Description of problem: The default capture_threshold value for the OpenShift object types container, container_group and node is 10 minutes (since these object types don't have their own capture_threshold definition in advanced settings). To maintain this rate of ems_metrics_collector message processing requires a large number of C&U Data Collector worker processes, which results in scaling several CFME appliances just to manage OpenShift Metrics. Unless there is a good reason to keep the capture_threshold definition at 10 minutes, I'd suggest extending the settings yaml to add new default values for the three OpenShift object types, as follows: :performance: :capture_threshold: :default: 10.minutes :ems_cluster: 50.minutes :host: 50.minutes :storage: 60.minutes :vm: 50.minutes :container: 60.minutes :container_group: 60.minutes :node: 60.minutes This definition would set the frequency of collection to one hour, which requires far fewer C&U Data Collector worker processes to process. I'm not sure whether we'd need to add corresponding values to :capture_threshold_with_alerts: Version-Release number of selected component (if applicable): 5.8.0.16 How reproducible: Every time
It is feasible to believe (as I heard it in several other cases) that the scalability issue here has to do with the queue; whether we collect every 10 or 50 minutes the number of data-points is unvaried, so the only thing that changes is the number of scheduled collections on the queue. At the moment of this writing the long-term plan is to access the real-time metrics directly from OpenShift (Ad-hoc Metrics) and keep in CFME only hourly rollups for long-term reporting. The initial 10-15 minutes collection was set in order to have the freshest data in C&U realtime pages. If we're OK to give up that freshness (+1 from me considering the long term goals and the new Ad-hoc Metrics page) then we can change the collection interval to 50. I assume correctness of availability of data for rollups was already assessed for other providers (who already have this threshold set to 50 minutes. Loic any concerns from your side? (I'd be more concerned about scalability vs freshness now)

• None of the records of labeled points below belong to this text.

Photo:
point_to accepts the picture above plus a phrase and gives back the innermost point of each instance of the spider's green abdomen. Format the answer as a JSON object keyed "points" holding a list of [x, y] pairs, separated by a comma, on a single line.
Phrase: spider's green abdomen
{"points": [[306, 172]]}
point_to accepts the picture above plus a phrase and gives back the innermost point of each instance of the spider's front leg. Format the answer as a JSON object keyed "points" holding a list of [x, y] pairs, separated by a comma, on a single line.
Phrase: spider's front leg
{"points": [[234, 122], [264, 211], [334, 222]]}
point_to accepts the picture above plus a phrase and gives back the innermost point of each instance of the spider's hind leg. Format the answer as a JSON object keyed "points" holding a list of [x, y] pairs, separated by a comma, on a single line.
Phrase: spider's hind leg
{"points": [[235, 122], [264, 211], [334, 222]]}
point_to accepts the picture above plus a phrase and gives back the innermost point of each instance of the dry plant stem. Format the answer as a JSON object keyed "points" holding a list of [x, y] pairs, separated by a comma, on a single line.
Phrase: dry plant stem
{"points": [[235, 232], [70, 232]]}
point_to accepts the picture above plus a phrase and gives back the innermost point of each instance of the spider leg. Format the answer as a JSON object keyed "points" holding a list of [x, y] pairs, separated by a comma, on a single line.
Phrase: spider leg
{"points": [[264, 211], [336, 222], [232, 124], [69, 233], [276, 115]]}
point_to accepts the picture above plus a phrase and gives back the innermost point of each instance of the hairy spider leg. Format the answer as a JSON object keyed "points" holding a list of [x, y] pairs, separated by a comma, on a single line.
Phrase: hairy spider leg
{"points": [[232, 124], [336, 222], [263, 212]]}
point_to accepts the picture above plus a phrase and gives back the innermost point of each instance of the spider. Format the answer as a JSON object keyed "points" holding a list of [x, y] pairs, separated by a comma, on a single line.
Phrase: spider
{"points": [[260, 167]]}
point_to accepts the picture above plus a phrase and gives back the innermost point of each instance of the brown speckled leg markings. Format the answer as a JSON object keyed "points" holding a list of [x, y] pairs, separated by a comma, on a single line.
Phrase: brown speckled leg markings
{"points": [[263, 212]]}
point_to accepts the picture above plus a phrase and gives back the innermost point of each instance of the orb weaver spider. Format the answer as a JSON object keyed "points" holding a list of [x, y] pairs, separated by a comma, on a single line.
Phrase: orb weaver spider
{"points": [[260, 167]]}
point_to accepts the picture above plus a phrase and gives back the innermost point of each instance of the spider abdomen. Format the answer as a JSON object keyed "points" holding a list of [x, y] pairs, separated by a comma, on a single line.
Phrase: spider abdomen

(In reply to Federico Simoncelli from comment #2) > It is feasible to believe (as I heard it in several other cases) that the > scalability issue here has to do with the queue; whether we collect every 10 > or 50 minutes the number of data-points is unvaried, so the only thing that > changes is the number of scheduled collections on the queue. > > At the moment of this writing the long-term plan is to access the real-time > metrics directly from OpenShift (Ad-hoc Metrics) and keep in CFME only > hourly rollups for long-term reporting. > > The initial 10-15 minutes collection was set in order to have the freshest > data in C&U realtime pages. > > If we're OK to give up that freshness (+1 from me considering the long term > goals and the new Ad-hoc Metrics page) then we can change the collection > interval to 50. > I assume correctness of availability of data for rollups was already > assessed for other providers (who already have this threshold set to 50 > minutes. > > Loic any concerns from your side? > (I'd be more concerned about scalability vs freshness now) No Concern for me, long term will be CF Rollup, short term will come directly from provider repository.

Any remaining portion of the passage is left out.